Rezension

Kratzt an der Oberfläche

Mädchen, Frau etc.
von Bernardine Evaristo

Bewertet mit 3 Sternen

Das Booker Prize Gewinnerbuch 2019, das lässt aufmerken, uns zum Buch greifen und dann mal wieder feststellen, dass Geschmäcker verschieden sind.

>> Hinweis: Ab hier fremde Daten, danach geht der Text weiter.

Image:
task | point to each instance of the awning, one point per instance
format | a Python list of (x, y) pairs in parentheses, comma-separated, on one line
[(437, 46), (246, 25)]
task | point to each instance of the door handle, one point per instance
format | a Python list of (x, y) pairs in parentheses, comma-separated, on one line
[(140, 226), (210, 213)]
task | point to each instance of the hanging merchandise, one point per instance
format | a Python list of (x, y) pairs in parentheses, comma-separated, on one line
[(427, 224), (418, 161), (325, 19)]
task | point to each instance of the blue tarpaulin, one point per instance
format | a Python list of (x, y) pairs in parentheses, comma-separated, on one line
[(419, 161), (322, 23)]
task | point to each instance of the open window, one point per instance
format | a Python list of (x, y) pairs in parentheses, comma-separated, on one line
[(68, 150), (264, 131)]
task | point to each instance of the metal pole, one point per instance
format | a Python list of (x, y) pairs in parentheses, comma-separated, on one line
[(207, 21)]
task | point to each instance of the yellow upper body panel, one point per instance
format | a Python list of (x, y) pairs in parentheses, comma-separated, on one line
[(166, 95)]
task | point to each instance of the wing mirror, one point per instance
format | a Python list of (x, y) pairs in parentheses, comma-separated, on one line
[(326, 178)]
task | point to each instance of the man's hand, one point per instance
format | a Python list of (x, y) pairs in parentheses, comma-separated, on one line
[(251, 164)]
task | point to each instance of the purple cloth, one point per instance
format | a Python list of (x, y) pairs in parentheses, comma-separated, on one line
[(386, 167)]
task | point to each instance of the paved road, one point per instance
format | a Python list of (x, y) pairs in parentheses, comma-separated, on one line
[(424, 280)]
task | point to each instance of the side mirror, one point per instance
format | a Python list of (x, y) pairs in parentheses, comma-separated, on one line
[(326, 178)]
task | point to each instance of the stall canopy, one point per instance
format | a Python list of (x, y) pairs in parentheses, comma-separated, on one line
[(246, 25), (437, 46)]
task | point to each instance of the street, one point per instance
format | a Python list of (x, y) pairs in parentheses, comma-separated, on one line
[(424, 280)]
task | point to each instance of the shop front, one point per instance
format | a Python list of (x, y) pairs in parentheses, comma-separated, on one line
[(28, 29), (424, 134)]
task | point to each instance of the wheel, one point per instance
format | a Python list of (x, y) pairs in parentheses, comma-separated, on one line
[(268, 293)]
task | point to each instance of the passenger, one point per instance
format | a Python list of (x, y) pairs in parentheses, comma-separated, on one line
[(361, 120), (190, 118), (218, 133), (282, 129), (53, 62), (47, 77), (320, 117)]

Es ist ein Episodenroman, der sich viel vorgenommen hat. Man blickt in das Leben von zahlreichen schwarzen Frauen, deren Geschichten locker miteinander verknüpft sind und die einen repräsentativen Querschnitt durch die Bevölkerung bilden.

An Dramatik wird dabei nicht gespart, es ist ein Buch mit vielen Extras. So reicht es zum Beispiel nicht, wenn Winsome ihren Mann verliert. Das Drama wird zur Tragödie, indem sie sich anschließend mit ihrem Schwiegersohn tröstet.

Wir erleben Rassismus in allen Spielarten, beschäftigen uns mit feministischen Problemen oder auch mit sexuellen Identitäten, ein bisschen von allem. Lauter wichtige Themen werden hier angekratzt, aber nicht verarbeitet. Das Buch ist planvoll komponiert, wirkt aber eher aufzählend als erzählend. Ein Lebenslauf nach dem anderen wird präsentiert, ein Problem nach dem anderen aufgezeigt, in die Tiefe geht es nicht. Es ist ein Potpourri angesagter Themen, ein bisschen was zum Probleme naschen, bei dem man trotz zahlreichem Personal niemandem nahekommt.  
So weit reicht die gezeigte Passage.